One possibility: ‘The NFS ACL is kept in xtab which can be modified using exportfs. Whenever /etc/exports is modified, exportfs -a must be run to update xtab.’

I normally use exportfs -ra anyway to update exports, but thanks for the suggestion

Still more or less at a loss…

I don’t profess to know much about this, but AFAIU (and you may already be aware), you need to use the nfs4-acl-tools package to implement

Then the man pages
man nfs4_acl
man nfs4_editfacl
man nfs4_getfacl
man nfs4_setfacl

Looks like a minefield to me :slight_smile:

I don’t profess to know much about this, but AFAIU (and you may already be aware), you need to use the nfs4-acl-tools package to implement

Ah yes…I’ll just grab those…

Thanks, the nfs4 tools work great. Their syntax is a little bit different to setfacl but they do more or less the same thing

Only oddity I’ve found so far is that recursive operations fail when using the d or f inheritance flags because nfs4_setfacl tries to apply them to files as well as directories, which obviously doesn’t make sense.

so

nfs4_setfacl -R -s A:df:OWNER@:RWX,A:dfg:GROUP@:RWX,A:df:EVERYONE@:RX /directory

You would expect to allow the owner and group read,write and execute permissions and others only read and execute, applied to all directories and files under (and including) /directory, so that newly create files also have the same permissions

This fails with:
Failed setxattr operation: Input/output error
An error occurred during recursive file tree walk.

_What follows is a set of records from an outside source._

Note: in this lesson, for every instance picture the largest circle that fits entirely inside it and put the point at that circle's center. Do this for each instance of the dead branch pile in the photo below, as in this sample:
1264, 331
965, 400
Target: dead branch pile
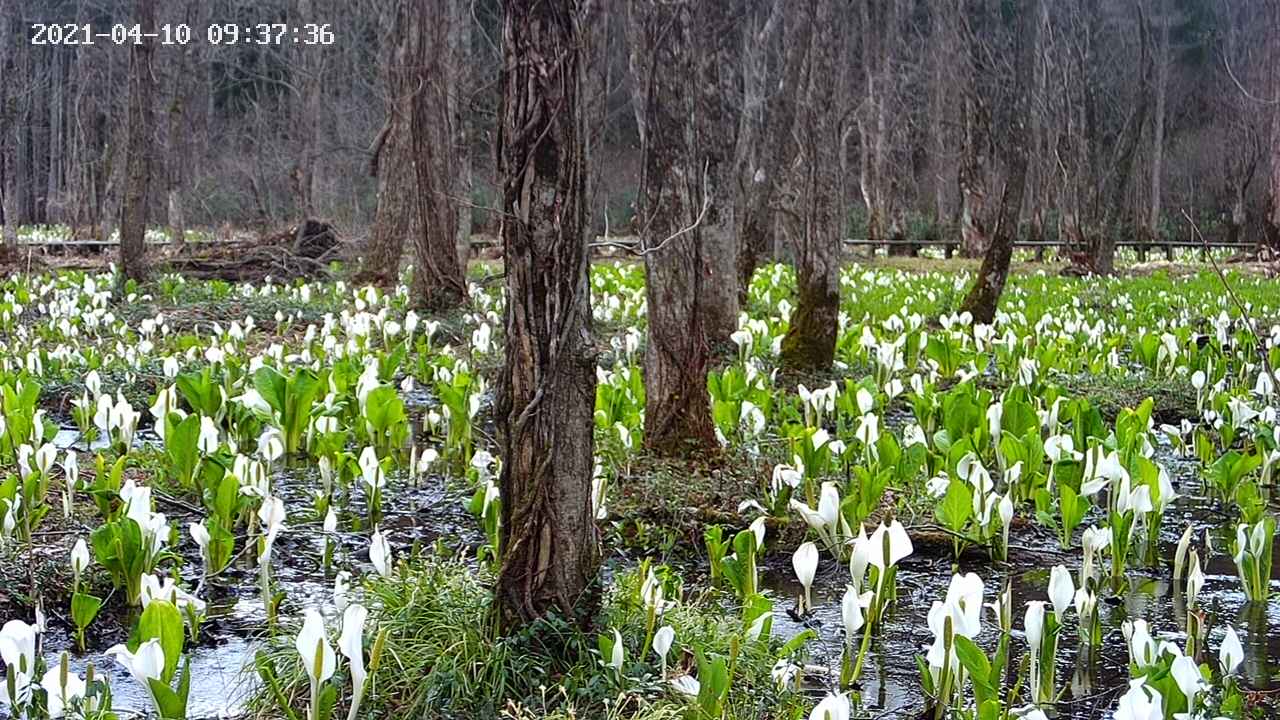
301, 251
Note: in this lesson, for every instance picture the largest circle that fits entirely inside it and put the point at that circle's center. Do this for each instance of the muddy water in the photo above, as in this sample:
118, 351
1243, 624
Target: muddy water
1092, 678
236, 620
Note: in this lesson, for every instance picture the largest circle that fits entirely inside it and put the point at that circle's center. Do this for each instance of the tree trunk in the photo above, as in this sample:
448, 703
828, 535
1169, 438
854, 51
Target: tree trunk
8, 131
391, 158
810, 341
1271, 226
176, 144
438, 279
714, 130
769, 121
460, 110
1157, 135
137, 181
547, 392
670, 210
1013, 147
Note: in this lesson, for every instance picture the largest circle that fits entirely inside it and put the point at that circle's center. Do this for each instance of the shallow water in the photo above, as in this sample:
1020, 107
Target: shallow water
236, 620
1092, 677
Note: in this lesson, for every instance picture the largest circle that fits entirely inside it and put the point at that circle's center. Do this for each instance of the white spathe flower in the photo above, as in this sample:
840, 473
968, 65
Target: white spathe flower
890, 545
1033, 624
144, 665
272, 514
1061, 589
805, 564
380, 554
1141, 702
832, 707
688, 686
351, 643
80, 556
617, 654
851, 611
1187, 674
312, 646
1143, 648
1230, 654
62, 691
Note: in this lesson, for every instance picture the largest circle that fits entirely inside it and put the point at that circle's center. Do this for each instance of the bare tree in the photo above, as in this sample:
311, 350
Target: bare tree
1272, 53
391, 156
1013, 132
673, 204
547, 391
9, 124
438, 278
813, 213
766, 142
137, 181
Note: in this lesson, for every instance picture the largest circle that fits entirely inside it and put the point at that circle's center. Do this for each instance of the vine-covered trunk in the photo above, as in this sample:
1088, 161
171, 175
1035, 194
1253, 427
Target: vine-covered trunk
547, 391
137, 173
810, 341
671, 208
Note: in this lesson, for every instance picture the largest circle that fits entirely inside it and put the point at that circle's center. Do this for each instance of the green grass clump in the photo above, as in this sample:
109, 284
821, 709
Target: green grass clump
444, 657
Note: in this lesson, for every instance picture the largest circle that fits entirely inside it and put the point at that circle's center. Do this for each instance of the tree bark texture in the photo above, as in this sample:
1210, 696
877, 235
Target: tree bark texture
137, 172
1013, 147
438, 278
673, 205
714, 140
766, 145
1271, 226
392, 158
547, 392
810, 341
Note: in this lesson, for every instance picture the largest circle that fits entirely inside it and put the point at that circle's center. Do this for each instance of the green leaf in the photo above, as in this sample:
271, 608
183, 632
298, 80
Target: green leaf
956, 506
163, 621
83, 609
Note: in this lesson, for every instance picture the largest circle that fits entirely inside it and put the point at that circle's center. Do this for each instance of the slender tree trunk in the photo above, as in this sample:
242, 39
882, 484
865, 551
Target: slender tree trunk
460, 110
391, 158
1013, 147
670, 208
176, 141
137, 173
714, 131
810, 341
547, 393
8, 128
438, 279
1157, 135
1271, 226
773, 128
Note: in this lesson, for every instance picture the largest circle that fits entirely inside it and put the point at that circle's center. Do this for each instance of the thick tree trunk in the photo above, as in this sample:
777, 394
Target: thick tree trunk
396, 215
438, 279
137, 173
810, 341
1013, 147
673, 229
547, 392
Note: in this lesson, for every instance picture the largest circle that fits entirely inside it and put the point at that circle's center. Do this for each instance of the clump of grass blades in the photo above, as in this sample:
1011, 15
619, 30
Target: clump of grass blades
443, 656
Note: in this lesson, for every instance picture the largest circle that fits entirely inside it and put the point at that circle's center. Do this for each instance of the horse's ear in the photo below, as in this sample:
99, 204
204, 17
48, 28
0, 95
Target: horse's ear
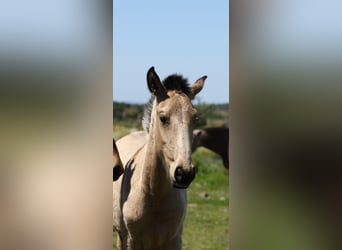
155, 86
197, 87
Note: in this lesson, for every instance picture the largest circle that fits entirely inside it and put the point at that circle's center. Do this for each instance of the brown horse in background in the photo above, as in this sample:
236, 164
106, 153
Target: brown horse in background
149, 199
117, 164
215, 139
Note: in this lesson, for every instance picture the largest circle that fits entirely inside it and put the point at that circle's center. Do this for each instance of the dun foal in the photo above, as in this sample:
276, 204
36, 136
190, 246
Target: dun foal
149, 199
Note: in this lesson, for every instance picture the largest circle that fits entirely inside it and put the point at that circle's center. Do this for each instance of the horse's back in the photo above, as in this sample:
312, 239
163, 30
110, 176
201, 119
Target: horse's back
130, 144
127, 147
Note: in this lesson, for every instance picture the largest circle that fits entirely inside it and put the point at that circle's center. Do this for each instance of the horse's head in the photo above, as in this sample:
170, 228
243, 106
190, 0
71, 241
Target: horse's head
172, 121
117, 166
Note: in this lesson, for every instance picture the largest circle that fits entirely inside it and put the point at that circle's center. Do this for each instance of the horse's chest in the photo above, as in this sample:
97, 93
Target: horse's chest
156, 219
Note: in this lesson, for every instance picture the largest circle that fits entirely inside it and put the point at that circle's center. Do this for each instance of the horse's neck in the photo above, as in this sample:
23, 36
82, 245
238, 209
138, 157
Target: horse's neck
154, 175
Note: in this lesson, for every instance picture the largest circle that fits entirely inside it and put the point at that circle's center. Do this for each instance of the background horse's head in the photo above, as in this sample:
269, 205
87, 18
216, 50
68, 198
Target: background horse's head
171, 122
117, 166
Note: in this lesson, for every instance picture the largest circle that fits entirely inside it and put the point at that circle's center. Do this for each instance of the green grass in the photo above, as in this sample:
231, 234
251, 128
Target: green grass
206, 223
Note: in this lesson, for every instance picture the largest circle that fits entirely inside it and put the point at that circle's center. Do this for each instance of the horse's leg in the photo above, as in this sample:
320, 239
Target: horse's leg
119, 242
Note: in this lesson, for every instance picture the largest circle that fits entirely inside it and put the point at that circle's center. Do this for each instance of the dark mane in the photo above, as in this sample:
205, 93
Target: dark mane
172, 82
177, 82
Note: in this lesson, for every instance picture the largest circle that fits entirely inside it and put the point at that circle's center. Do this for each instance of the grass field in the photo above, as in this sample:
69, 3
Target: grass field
206, 223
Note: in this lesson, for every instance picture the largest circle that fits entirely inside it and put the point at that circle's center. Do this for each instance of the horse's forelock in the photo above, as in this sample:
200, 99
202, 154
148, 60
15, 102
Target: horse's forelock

If there is a file anywhere under /directory

Any help?

captain alge wrote:
> nfs4_setfacl -R -s A:df:OWNER@:RWX.A:dfg:GROUP@:RWX,A:df:EVERYONE@:RX
> /directory
> You would expect to allow the owner and group read,write and execute
> permissions and others only read and execute, applied to all directories
> and files under (and including) /directory, so that newly create files
> also have the same permissions
>
> This fails with:
> Failed setxattr operation: Input/output error
> An error occurred during recursive file tree walk.
>
> If there is a file anywhere under /directory
>
> Any help?

Perhaps “Please send bug reports, feature requests, and comments to
<nfsv4@linux-nfs.org>.”?

Mail to nfsv4@linux-nfs.org bounces, I’ve tried linux-nfs@vger.kernel.org instead which I believe is the now correct email

captain alge wrote:
> Mail to nfsv4@linux-nfs.org bounces,

Ah, OK. I was just quoting a man page that hasn’t caught up :slight_smile:

> I’ve tried linux-nfs@vger.kernel.org instead which I believe is the
> now correct email

I hope you find an answer there. At least your post made it to the list.